For more complicated systems, configurations spaces may look different. A double pendulum (a pendulum on a pendulum) would have the topology S1 x S1 = T2, the torus (as pictured). Many systems will have higher dimensions that prevent them from being easily visualized.

Exercise left to the reader: the Lagrangian explicitly takes the time derivatives of the coordinates as arguments; information about the velocities of the system is needed to derive the equations of motion. But this information isn’t included in Q, so Lagrangian dynamics actually happens on TQ, the tangent bundle to Q. This new manifold includes information about how the system changes from every given configuration; since it needs to include a velocity coordinate for each configuration coordinate, dim(TQ) = 2s. TQ is also called Γv, the velocity phase space. T*Q, the cotangent bundle to Q, is the dual of TQ, and is traditionally just called the phase space, Γ; this is where Hamiltonian mechanics takes place.

Wednesday, July 13, 2011

FBDs: An Intro to Newton’s Laws

To describe some truths of how and why objects move, Newton formulated three laws of motion. Practitioners of the science which resulted from these laws (sometimes called mechanics or kinematics) began and spread the use of free body diagrams (FBDs) to aid in developing a sense of how motion works.

The first law defines inertia, the property of any object with mass to retain a constant velocity unless prompted by an external force. Mass is actually the measure of an object’s inertia, which has an SI unit kilogram (kg). When we draw a free body diagram, we draw only the object (the body) and vectors to indicate forces. Thus the start of an FBD looks like

and, if no force vectors are added, means that the object is moving at a constant (perhaps zero) velocity. This might describe a meteorite in space far away from any planets or stars - since it doesn’t “feel” any forces, it will continue traveling at the same speed in the same direction.

Of course, the very existence of other objects with mass in the universe means at least that any object we choose to study will feel a gravitational attraction to the other objects, and often other forces as well - the normal force from the ground, drag from fluid viscosity, friction between surfaces, pushing from a hand, tension through a rope. The second law then provides for how our body of interest reacts to the application of one or more external forces. An FBD simplifies the bookkeeping of these forces; again, it isolates the body from its surroundings and visualizes only the forces as vectors acting on it:

Newton’s second law states that this object will experience a net acceleration (change in velocity) proportional to the sum of the forces,

F1 + F2 + ··· + Fn = ΣiFi = m anet

and one notices that the proportionality constant is the object’s mass, or inertia. A more massive body accelerates less when acted on by the same set of forces than a less massive body; in other words, it better resists a change to its initial velocity.

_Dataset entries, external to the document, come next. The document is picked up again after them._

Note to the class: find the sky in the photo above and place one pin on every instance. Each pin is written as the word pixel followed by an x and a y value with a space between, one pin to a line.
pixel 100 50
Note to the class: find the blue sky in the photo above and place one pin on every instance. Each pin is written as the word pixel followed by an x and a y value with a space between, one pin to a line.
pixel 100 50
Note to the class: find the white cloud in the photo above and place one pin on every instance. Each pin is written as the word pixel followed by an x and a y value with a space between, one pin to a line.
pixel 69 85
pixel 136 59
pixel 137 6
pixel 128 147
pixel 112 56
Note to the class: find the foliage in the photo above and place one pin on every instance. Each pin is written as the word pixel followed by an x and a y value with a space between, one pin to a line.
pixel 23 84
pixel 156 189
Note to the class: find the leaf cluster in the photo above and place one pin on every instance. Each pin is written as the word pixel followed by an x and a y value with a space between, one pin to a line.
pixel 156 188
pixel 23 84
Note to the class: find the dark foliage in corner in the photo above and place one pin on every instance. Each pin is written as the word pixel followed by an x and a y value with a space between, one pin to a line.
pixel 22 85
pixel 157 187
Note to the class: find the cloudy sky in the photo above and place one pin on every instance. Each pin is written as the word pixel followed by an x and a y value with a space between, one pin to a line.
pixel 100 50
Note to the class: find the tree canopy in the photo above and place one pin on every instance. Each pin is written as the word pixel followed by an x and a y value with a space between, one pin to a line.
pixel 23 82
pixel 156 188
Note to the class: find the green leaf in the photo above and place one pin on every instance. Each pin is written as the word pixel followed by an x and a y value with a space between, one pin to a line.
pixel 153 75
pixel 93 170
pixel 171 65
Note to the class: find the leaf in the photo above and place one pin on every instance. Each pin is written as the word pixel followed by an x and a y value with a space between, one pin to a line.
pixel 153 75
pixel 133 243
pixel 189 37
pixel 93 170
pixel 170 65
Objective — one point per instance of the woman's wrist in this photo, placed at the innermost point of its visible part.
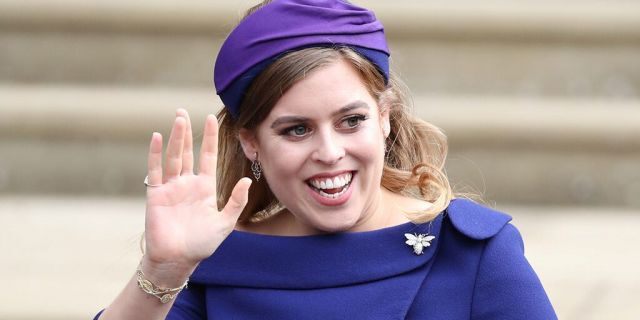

The third law, sometimes called the law of reciprocal forces, states that if one object exerts a force on another object, the second object will exert a force of the same magnitude and the opposite direction on the first.

This can be helpful in checking that your FBD has all right forces, and only the right forces. But exercise caution. The third law deals with two forces on two different objects, whereas an FBD is made to deal with all the forces on one object. For instance, it is impossible to see a third law force pair in a free body diagram of a single body.

The ultimate goal of mechanics, which got its start in Newton’s laws and free body diagrams, is to solve the equations of motion for a given system. Eventually the more advanced tools of Lagrangian and Hamiltonian mechanics would develop, to be used respectively to analyze classical and quantum mechanics.